Trash or Treasure: Arlington Cemetery Favors Refuse Bin

Section 60. Home of the brave and the final resting place of the fallen from this country’s most recent conflicts. A man sits at one grave marker, working. Cleansing. He is washing the headstone of the son he lost not long ago. A retired Marine approaches with a friendly, “Hello.” Without being asked, the man explains, “I’m taking care of my boy because they won’t do it.” His tone is filled with resignation about the loss as well as his post in Section 60. When the Marine later looks over, he sees the man caring for other graves just as he had that of his own son, one by one down the row. Meticulously. Orderly. Lovingly.

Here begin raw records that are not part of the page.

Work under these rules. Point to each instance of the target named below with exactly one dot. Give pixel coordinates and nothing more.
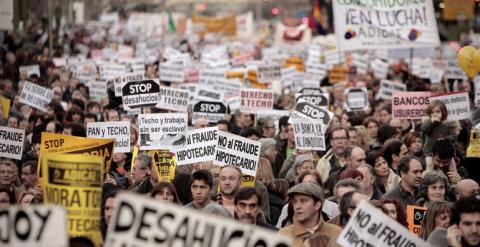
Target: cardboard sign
(11, 142)
(137, 94)
(199, 146)
(356, 99)
(369, 226)
(163, 163)
(173, 99)
(252, 100)
(118, 81)
(238, 151)
(410, 105)
(136, 217)
(74, 181)
(307, 110)
(415, 216)
(473, 149)
(387, 88)
(365, 26)
(309, 134)
(162, 130)
(65, 144)
(36, 96)
(97, 89)
(269, 73)
(338, 74)
(212, 111)
(458, 104)
(171, 72)
(35, 225)
(30, 70)
(120, 131)
(320, 100)
(208, 94)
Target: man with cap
(307, 199)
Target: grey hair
(431, 178)
(348, 182)
(145, 160)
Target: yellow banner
(5, 103)
(473, 150)
(226, 25)
(74, 181)
(65, 144)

Arlington Cemetery recently has been in the news. An investigation shows a cemetery in disarray. The report found the cemetery’s paper-based record system to be inaccurate. Arlington has had plans to automate and millions of dollars have gone toward the project, but little progress has been made.

During an appearance before Congress, Arlington officials copped to instances in which existing burial maps failed to match headstones, providing an unwelcome surprise to loved ones wishing to visit a grave site. (There also is the matter of at least one set of remains that are unidentified.)

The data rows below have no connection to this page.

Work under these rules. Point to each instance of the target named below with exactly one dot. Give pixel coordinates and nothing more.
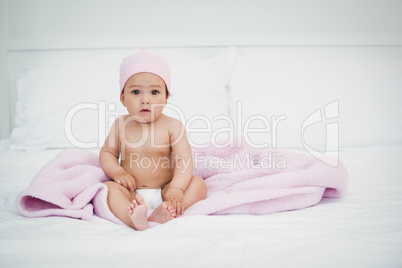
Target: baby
(155, 170)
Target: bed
(320, 96)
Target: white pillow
(200, 94)
(358, 100)
(74, 106)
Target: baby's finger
(178, 208)
(130, 185)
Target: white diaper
(152, 197)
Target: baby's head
(144, 62)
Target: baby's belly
(149, 174)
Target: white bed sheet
(362, 229)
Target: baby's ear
(122, 99)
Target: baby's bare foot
(163, 213)
(137, 211)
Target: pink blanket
(240, 181)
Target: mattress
(361, 229)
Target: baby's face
(144, 97)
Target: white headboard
(35, 33)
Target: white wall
(35, 27)
(106, 18)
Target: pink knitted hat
(144, 62)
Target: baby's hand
(125, 179)
(175, 198)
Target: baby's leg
(163, 213)
(137, 211)
(118, 199)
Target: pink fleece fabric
(72, 184)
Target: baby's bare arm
(183, 167)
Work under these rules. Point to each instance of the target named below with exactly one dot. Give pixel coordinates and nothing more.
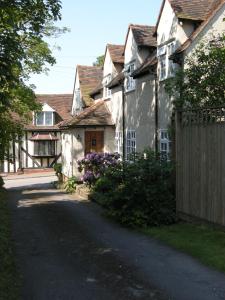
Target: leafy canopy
(202, 82)
(24, 25)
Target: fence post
(178, 158)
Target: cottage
(40, 146)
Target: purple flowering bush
(95, 165)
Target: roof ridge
(140, 25)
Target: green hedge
(9, 288)
(139, 193)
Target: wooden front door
(94, 141)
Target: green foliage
(58, 169)
(70, 185)
(140, 193)
(1, 182)
(99, 61)
(202, 82)
(23, 28)
(9, 279)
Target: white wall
(140, 112)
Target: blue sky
(92, 25)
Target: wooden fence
(200, 164)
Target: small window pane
(40, 118)
(48, 118)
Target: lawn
(8, 275)
(200, 241)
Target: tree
(24, 24)
(202, 82)
(99, 61)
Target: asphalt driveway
(66, 249)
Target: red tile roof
(196, 10)
(97, 90)
(116, 80)
(90, 77)
(193, 9)
(148, 65)
(195, 34)
(95, 115)
(143, 35)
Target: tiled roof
(90, 77)
(116, 80)
(116, 53)
(95, 115)
(97, 90)
(193, 9)
(148, 65)
(197, 10)
(61, 103)
(194, 35)
(143, 35)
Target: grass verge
(9, 283)
(200, 241)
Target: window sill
(130, 91)
(107, 98)
(43, 156)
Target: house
(135, 97)
(178, 22)
(40, 146)
(112, 68)
(90, 129)
(209, 29)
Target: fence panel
(200, 164)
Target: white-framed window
(106, 81)
(44, 118)
(119, 141)
(130, 82)
(130, 143)
(164, 143)
(170, 48)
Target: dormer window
(106, 81)
(44, 118)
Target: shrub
(95, 165)
(58, 169)
(1, 182)
(140, 193)
(70, 185)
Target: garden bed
(200, 241)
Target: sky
(92, 25)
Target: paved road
(67, 250)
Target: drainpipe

But the most egregious violation might be the policy of routinely discarding mementos left at the graves.  Tossed. Trashed. Thrown away.

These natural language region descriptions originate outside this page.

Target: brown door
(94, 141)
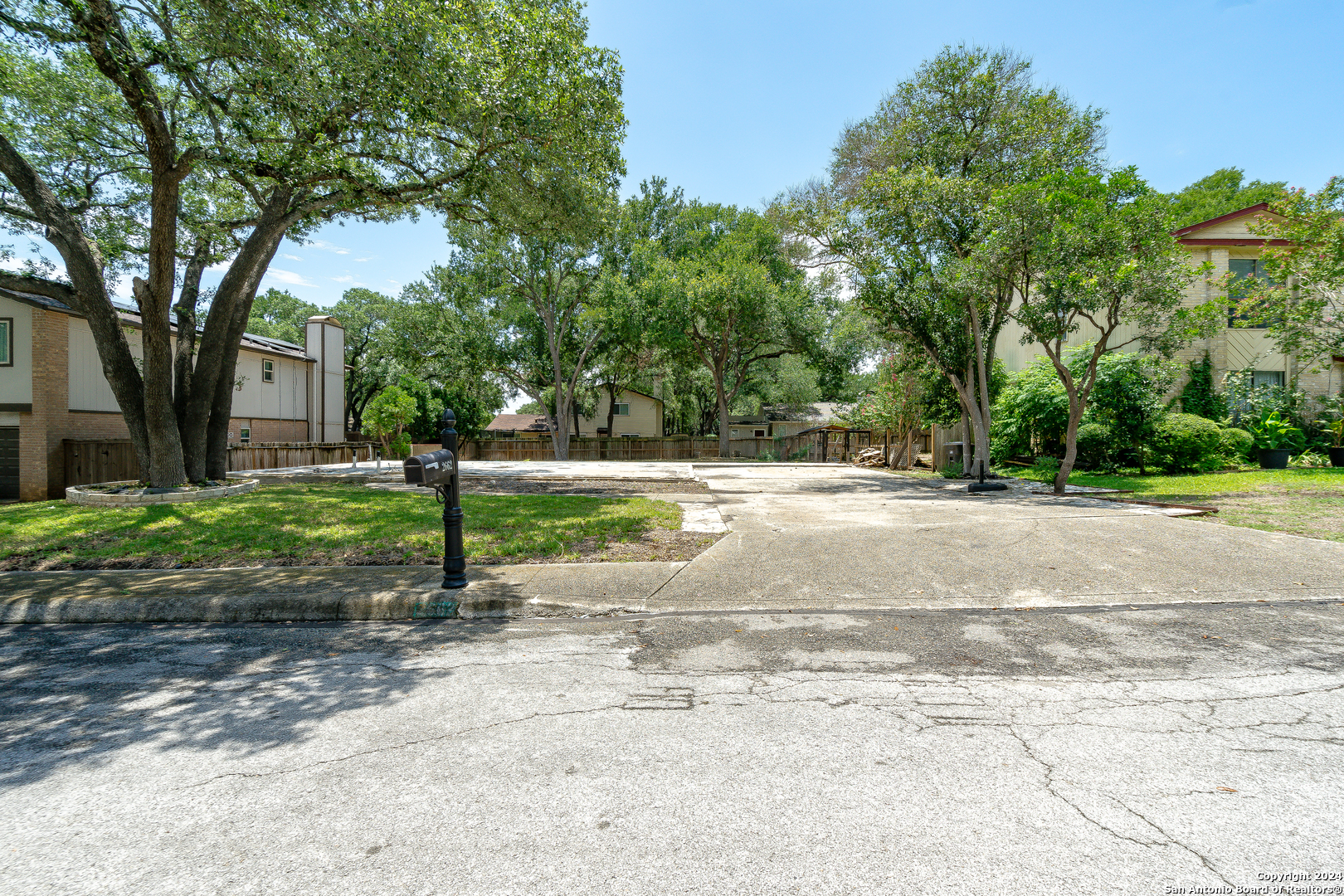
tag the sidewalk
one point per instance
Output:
(319, 594)
(800, 538)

But wait! According to an Arlington spokesman, while it is true the cemetery discards mementoes left at the graves, “Arlington is a cemetery, we’re not a memorial.” He further explained that Arlington has a “floral policy” that prohibits certain pieces such as “any type of commemorative items” from being left by the graves. The policy is posted and given to the grief-stricken, we’re told. (Apparently it has not been effective.)

According to our spokesman, generally, items are tossed after they become unsightly or a hazard to visitors or groundskeepers. (Ah. But if they collected them for preservation they would not become hazardous or unsightly. But, hey, Arlington is not a memorial.)

There are policy exceptions. Arlington will collect and save “religious items, military decorations, coins, and unit patches” (though some of these are forbidden by the floral policy). Arlington Superintendent John Metzler has cut Section 60 sites some slack allowing items to remain longer before they are trashed. (That’s … great, John.)

Arlington maintains, “It just would not be practical from an operational standpoint to try to collect everything, to warehouse it, or to leave it on the graves for an indefinite period of time.”

We say that’s a matter of perspective and wonder if the trash heap is the preferred alternative.

Trash or treasure? How do you see this issue?